In [1]:
import pandas as pd
import nltk
from nltk.corpus import stopwords
from nltk.tokenize import word_tokenize
from nltk.stem import PorterStemmer
import spacy
import re
nltk.download('punkt')
nltk.download('stopwords')


[nltk_data] Downloading package punkt to
[nltk_data]     C:\Users\qfu88\AppData\Roaming\nltk_data...
[nltk_data]   Package punkt is already up-to-date!
[nltk_data] Downloading package stopwords to
[nltk_data]     C:\Users\qfu88\AppData\Roaming\nltk_data...
[nltk_data]   Package stopwords is already up-to-date!


True

In [2]:
df = pd.read_csv('processced df.csv')
df.head()

Unnamed: 0,type_of_material,news_desk,section_name,combined_text,author
0,News,Lifestyle & Leisure,Home & Garden,"Point of view — prescriptive, descriptive and ...",Penelope Green
1,News,Lifestyle & Leisure,Home & Garden,Ten high-end design galleries will offer 30 to...,Marianne Rohrlich
2,News,Business,Business Day,Bankers may be suffering but the decline in de...,Lauren Laughlin
3,News,National,U.S.,Florida scaled back its purchase of sugar comp...,Damien Cave
4,News,Business,Technology,"Take-Two Interactive, the maker of Grand Theft...",Bloomberg News


### Text Preprocessing Function: Combined_text

In [3]:
# load the spaCy model
nlp = spacy.load('en_core_web_sm')
# preprocessing function
def preprocess_text(text):
    # lowercase text
    text = text.lower()
    # remove special characters, punctuation, and numbers
    text = re.sub(r'[^a-zA-Z\s]', '', text)
    # tokenize and lemmatize the text
    doc = nlp(text)
    tokens = [token.lemma_ for token in doc if token.text not in stopwords.words('english')]
    # join the tokens back into a string
    return ' '.join(tokens)

# apply this function to 'combined_text' 
df['preprocessed_text'] = df['combined_text'].apply(preprocess_text)
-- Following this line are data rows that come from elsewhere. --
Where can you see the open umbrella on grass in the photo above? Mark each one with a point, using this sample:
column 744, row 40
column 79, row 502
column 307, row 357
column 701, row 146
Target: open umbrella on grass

df = df.drop('combined_text', axis=1)
# Now the 'preprocessed_text' column will have the cleaned and preprocessed text.


In [4]:
df.head()

Unnamed: 0,type_of_material,news_desk,section_name,author,preprocessed_text
0,News,Lifestyle & Leisure,Home & Garden,Penelope Green,point view prescriptive descriptive definite...
1,News,Lifestyle & Leisure,Home & Garden,Marianne Rohrlich,ten highend design gallery offer percent m...
2,News,Business,Business Day,Lauren Laughlin,banker may suffer decline dealmaking also take...
3,News,National,U.S.,Damien Cave,florida scale back purchase sugar company land...
4,News,Business,Technology,Bloomberg News,taketwo interactive maker grand theft auto acc...


In [5]:
print(df.loc[4, "preprocessed_text"])

taketwo interactive maker grand theft auto accuse backdate option historically low price scheme reward key employee taketwo interactive software maker grand theft auto video game agree pay   million settle lawsuit security exchange commission accuse company backdate stock option video game maker pay   million settle stock option case suit litigation taketwo interactive software inc stock option purchase plan security commodity violation


### Vectorization: Using BoW to Transform Preprocessed Text Data for LDA

In [6]:
from sklearn.feature_extraction.text import CountVectorizer
#create a countvectorizer instance
vectorizer = CountVectorizer(max_df=0.95, min_df=2, stop_words='english')
#apply it to preprocessed text
bow_matrix = vectorizer.fit_transform(df['preprocessed_text'])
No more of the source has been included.